妻は念のため、リビングにあるソファベッドに寝ることにした。犬もそっちへ行ってしまった。
夜はやはり眠れない。頭が痛く、気分も悪い。辛いのでミステリを読んで紛らわそうとする。
<教訓と感想>
・発症してすぐにPCR検査を受けた(受けられた)のは幸運だった。もしイベントが間近でなかったらこんなに迅速に動いてなかっただろう。PCR検査を受けないと保健所にも連絡がいかず、何も次の手が打てない。「怪しい」と思ったらなるべく早く近くでPCR検査を受けられる場所を探すべし。
・体温計とパルスオキシメーターは一家に一台必携である。パルスオキシメーターは今なら一台4千円〜5千円で買える。
https://amzn.to/3AgLfhO(Amazonのアファリエイトリンクに飛びます)
【2日目】
朝5時半ごろから熱がぐいーんと上がってきた。熱は上がるときが異常に辛い。マラリアにも似ているし、インフルエンザにも似ている。
熱は38.7度まであがった。食欲もなくなったが、薬を飲むためにコンビニの菓子パンを少しかじる。味はちゃんとする。咳も悪化していない。コロナじゃなくてただの夏風邪だろうと思う。ただ、ひじょうに辛い。頭痛がひどい。
とりあえず二日後に迫っているイベントを中止。
妻はスーパーへ行き、食材を大量に購入し、それを片っ端から調理。一体どうしたのか?と思ったら、「私も感染している可能性があるし、その場合、外に出かけられなくなる。だから今のうちに食料と作り置きおかずをできるだけ用意しようと思った」とのこと。私には考えられないほど先を読んだ行動である。
友人からLINEで「ポカリスエットは日頃甘いだけだが、病気のときに飲むと『神』だ」というメッセージ。妻に頼んで買ってきてもらい、飲むと、神ほどではないがたしかに美味い。水やお茶やジュースよりずっと喉を通りやすい。
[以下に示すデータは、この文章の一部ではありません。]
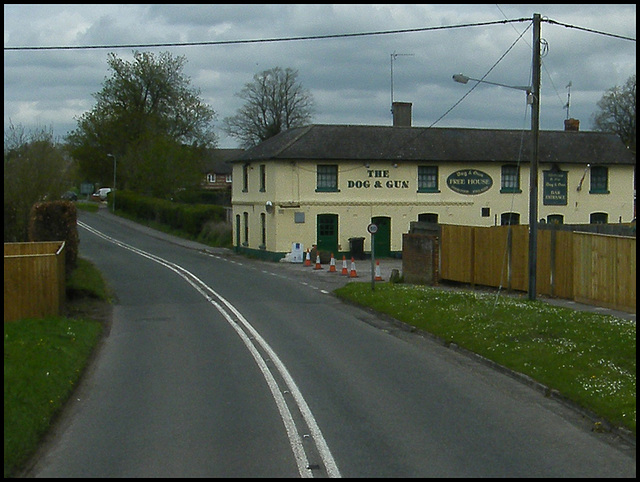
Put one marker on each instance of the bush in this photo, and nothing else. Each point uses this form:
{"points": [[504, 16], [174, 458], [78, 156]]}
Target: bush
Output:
{"points": [[56, 221]]}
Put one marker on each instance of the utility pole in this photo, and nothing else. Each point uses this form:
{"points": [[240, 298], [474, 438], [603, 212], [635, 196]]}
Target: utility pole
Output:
{"points": [[533, 174]]}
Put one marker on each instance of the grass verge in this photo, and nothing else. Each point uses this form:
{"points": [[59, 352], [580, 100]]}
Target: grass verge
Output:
{"points": [[43, 362], [589, 358]]}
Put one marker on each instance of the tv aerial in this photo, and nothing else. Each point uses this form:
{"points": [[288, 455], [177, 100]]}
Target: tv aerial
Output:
{"points": [[394, 55]]}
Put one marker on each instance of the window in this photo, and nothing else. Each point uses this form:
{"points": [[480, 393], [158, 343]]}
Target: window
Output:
{"points": [[245, 178], [510, 181], [263, 178], [599, 180], [263, 223], [599, 218], [246, 229], [428, 218], [428, 179], [509, 219], [327, 178]]}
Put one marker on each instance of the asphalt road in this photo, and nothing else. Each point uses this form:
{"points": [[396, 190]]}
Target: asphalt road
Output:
{"points": [[219, 366]]}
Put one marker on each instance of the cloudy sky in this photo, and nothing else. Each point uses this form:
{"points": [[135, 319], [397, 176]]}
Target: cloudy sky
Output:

熱は基本38度台で、カロナールを飲むと37度台に下がるという感じ。自分としては熱よりも頭の中で鐘楼が打ち鳴らされるような激しい頭痛が辛い。
(以下、8月6日、思い出して追記)
だんだん鼻がぐずぐずしはじめた。鼻水が出るほどでもなく、鼻づまりがひどいというわけでもないのだが、鼻で息をすると、鼻孔の奥の方から防虫剤のようなツンとした匂いを感じる。ひじょうに無気味だ。
(追記終了)
<第1フェーズのまとめ>
・ふだんから家に常備しておくべきもの→体温計、パルスオキシメーター、解熱剤
※解熱剤には大きく①NSAIDs(ロキソニンやブルフェン)と②アセトアミノフェン(タイレノールAやバファリンルナJなど)がある。感染症専門医である忽那賢志(くつな・さとし)先生に因れば、インフルエンザでは②を飲むようにと言われているが、コロナの場合はまだはっきりしたことはわかっていないらしい。できれば②、それが入手できない場合は①でもかまわないというのが暫定的な結論のようだ。(https://news.yahoo.co.jp/byline/kutsunasatoshi/20210306-00225993)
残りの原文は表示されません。